Ich schaue mich nackt an und sehe die viele Haut. Alles an mir ist weicher geworden, wackelt umher, sieht wirklich nicht schön aus. Ich bin oft müde (ich versuch, es auf meine Pille zu schieben). Seit dem Beginn der Diät ist haben sich diverse Ticks verschlimmert, wie z.B. mit dem Nagelknipser die Nagelhaut abzuknipsen bis es manchmal sogar blutet. Ich versuche das abzustellen und mich davon abzuhalten, aber es klappt nicht mal einen Tag. Meine Hände brauchen immer etwas zu tun. Meine Rückenschmerzen sind schlimmer geworden und ich weiß eigentlich nicht, woran das liegt. Gut, ich hab ne mittelstarke Skoliose. Wahrscheinlich muss ich dringend zum Arzt und eine Behandlung bekommen. Hm. Oh. Was auch noch ganz schlimm ist: Das ständige Denken und Träumen über das Essen selbst. Ich kann selbst mit größtem Hunger an allen Fressbuden vorbei gehen und stark sein, aber in meinen Gedanken sehe ich mich von einem Fastfoodladen zum anderen rennen. Ich stelle mir vor, wie ich mir das Essen tonnenweise reinschaufel, versuche mich an den Geschmack zu erinnern, von all den Sachen, die ich fast ein Jahr nicht mehr gegessen oder getrunken habe, wie Pizza, Burger, Torte, Milkshakes, Eis von der Eisdiele, etc. Wenn ich draußen mit jemandem bin, der sich was zu essen kauft, muss ich sagen, dass ich keinen Hunger habe, obwohl ich ihm das Essen am liebsten aus der Hand reißen würde.

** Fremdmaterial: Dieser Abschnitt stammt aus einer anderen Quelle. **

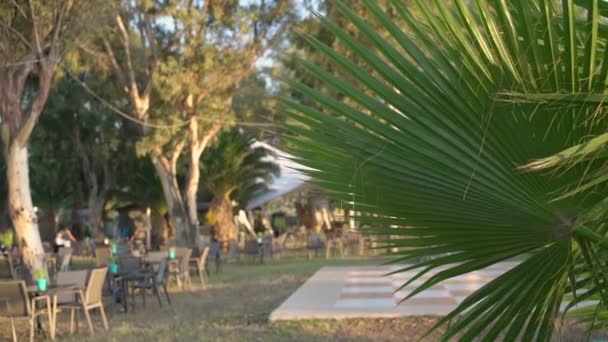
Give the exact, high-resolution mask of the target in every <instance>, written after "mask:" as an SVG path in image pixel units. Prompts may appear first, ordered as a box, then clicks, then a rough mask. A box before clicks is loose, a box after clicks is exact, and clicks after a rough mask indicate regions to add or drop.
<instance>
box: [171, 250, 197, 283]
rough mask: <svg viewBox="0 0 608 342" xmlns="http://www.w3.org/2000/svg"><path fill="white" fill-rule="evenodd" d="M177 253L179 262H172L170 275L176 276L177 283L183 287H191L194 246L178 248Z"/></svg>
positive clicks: (176, 252)
mask: <svg viewBox="0 0 608 342" xmlns="http://www.w3.org/2000/svg"><path fill="white" fill-rule="evenodd" d="M175 255H176V257H177V259H178V261H179V262H178V263H171V264H170V267H171V268H170V269H169V277H170V278H175V280H176V281H177V285H178V286H179V287H181V288H182V289H186V288H189V287H190V285H192V279H190V256H191V255H192V248H177V249H176V251H175Z"/></svg>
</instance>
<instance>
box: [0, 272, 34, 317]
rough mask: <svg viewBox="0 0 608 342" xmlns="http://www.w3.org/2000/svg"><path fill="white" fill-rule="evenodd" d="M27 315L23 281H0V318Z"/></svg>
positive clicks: (23, 282) (27, 306)
mask: <svg viewBox="0 0 608 342" xmlns="http://www.w3.org/2000/svg"><path fill="white" fill-rule="evenodd" d="M29 315H30V305H29V297H28V295H27V287H26V286H25V281H23V280H10V281H0V316H5V317H27V316H29Z"/></svg>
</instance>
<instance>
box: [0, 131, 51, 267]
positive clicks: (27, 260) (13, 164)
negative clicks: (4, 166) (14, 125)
mask: <svg viewBox="0 0 608 342" xmlns="http://www.w3.org/2000/svg"><path fill="white" fill-rule="evenodd" d="M6 161H7V173H6V174H7V181H8V200H9V215H10V217H11V220H12V221H13V225H14V227H15V232H16V233H17V243H18V245H19V248H20V249H21V255H22V258H23V262H24V264H25V265H26V267H27V268H28V269H29V270H30V271H31V270H35V269H39V268H42V269H46V265H45V264H44V248H43V247H42V241H41V239H40V232H39V230H38V218H37V217H36V212H34V206H33V204H32V195H31V192H30V177H29V165H28V153H27V145H21V144H19V143H17V142H15V143H13V144H10V146H9V148H8V149H7V152H6Z"/></svg>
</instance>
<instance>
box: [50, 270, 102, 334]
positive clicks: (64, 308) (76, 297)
mask: <svg viewBox="0 0 608 342" xmlns="http://www.w3.org/2000/svg"><path fill="white" fill-rule="evenodd" d="M107 272H108V269H107V268H106V267H103V268H96V269H93V270H92V271H91V275H90V277H89V280H88V282H87V286H86V288H84V289H74V290H73V291H72V292H74V294H75V295H76V301H74V302H68V303H60V304H58V309H70V333H73V332H74V318H75V311H76V310H82V312H83V314H84V317H85V318H86V320H87V324H88V326H89V332H90V333H91V335H93V333H94V330H93V323H92V322H91V315H90V314H89V311H90V310H93V309H99V312H100V314H101V320H102V323H103V326H104V328H105V330H106V331H107V330H108V329H109V328H108V320H107V319H106V312H105V310H104V308H103V300H102V288H103V283H104V281H105V279H106V274H107ZM77 325H78V321H77V320H76V326H77Z"/></svg>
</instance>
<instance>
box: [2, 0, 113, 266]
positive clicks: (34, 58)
mask: <svg viewBox="0 0 608 342" xmlns="http://www.w3.org/2000/svg"><path fill="white" fill-rule="evenodd" d="M96 5H100V6H101V3H98V2H97V1H93V0H91V1H72V0H60V1H52V2H47V1H44V2H43V1H3V2H2V3H1V4H0V119H1V130H2V134H1V135H2V143H3V147H4V149H3V150H4V151H3V152H4V153H3V154H4V158H5V160H6V165H7V184H8V199H9V215H10V217H11V220H12V222H13V225H14V227H15V231H16V234H17V241H18V244H19V246H20V247H21V252H22V255H23V260H24V262H25V265H26V266H27V267H28V268H29V269H35V268H45V266H44V265H43V262H42V260H43V256H44V250H43V248H42V242H41V241H40V234H39V232H38V223H37V219H36V215H35V212H34V207H33V204H32V198H31V191H30V180H29V170H28V169H29V168H28V141H29V138H30V136H31V134H32V130H33V129H34V127H35V126H36V122H37V120H38V117H39V116H40V114H41V113H42V110H43V108H44V105H45V103H46V100H47V98H48V95H49V92H50V90H51V86H52V81H53V77H54V75H55V72H56V70H57V66H58V65H59V63H60V61H61V59H62V57H63V55H64V53H65V51H66V50H67V49H68V48H69V47H71V46H72V44H74V43H77V42H78V41H79V39H80V38H81V37H82V36H83V35H84V34H85V33H86V32H87V31H88V30H89V29H90V28H91V27H94V26H95V25H94V23H96V22H97V20H99V19H100V18H101V17H102V16H99V15H97V16H95V17H93V13H95V12H94V11H92V7H94V6H96ZM92 24H93V25H92ZM32 80H34V83H35V86H34V87H33V89H31V91H30V90H29V89H30V88H28V87H27V86H26V85H27V82H28V81H32Z"/></svg>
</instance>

Ich rauche mehr. Und ich mach mir pausenlos Gedanken darum, wie wo wann ich endlich mit richtigem Sport anfangen kann und wie ich die Sportklamotten finanzieren könnte. Oh und ich kann über kaum noch was anderes reden. Egal, worüber ich mich mit Leuten unterhalte, ich fang irgendwann immer mit dem Thema Diät an. Oder Kalorien. Oder Verschwörungen der Lebensmittelindustrie. Und ich schaue mir sehr viel mehr Kochsendungen an. Speichere mir tausend Rezepte, obwohl ich weiß, dass ich nie was davon kochen werde. Bescheuert.

Und ich hab keine Ahnung, wohin mich mein Weg führt. Jetzt, wo mein ungenutztes Fitnessstudio Abo ausglaufen ist, hab ich doch Lust zu gehen. Ich hab den Drang, sportlich aktiv zu werden, muss meinen Körper aber langsam dran gewöhnen. Wenn ich übertreibe bekomme ich Seitenstiche und ungeheuren Muskelkater. Ich hab jetzt angefangen, täglich eine Stunde spazieren zu gehen, will Anfang November dann Klamotten und Schuhe kaufen und mit Walking anfangen. Wenn ich noch zwanzig Kilo runter hab, will ich mit joggen anfangen. Diese Gedanken werden schon fanatisch.
Das schlimme ist, dass das Abnehmen mein größter Halt und mein größterLebenssinn geworden ist. Ich will Erfolg sehen und spüren. Unbedingt. Liebe und Beziehung kommt für mich an zweiter Stelle oder wird teilweise abgelehnt, wenn sie mich hindert. (Was schwere Auswirkungen haben kann, sollte ich mich noch mehr hineinsteigern).
Alles, was ich weiß, ist; ich will weiter abnehmen und endlich normal sein. Gut aussehen. Schöne Anziehsachen tragen. Endlich auch mal ein Lolitakleid anziehen, was ich bisher an anderen nur bewundern konnte. Ich will fit und sportlich werden. Ich will aufstehen und morgens erstmal ne Stunde joggen gehen können. Mich frisch und wohl fühlen. Einfach anders sein. Ein anderes Leben führen. Eine andere Danie sein.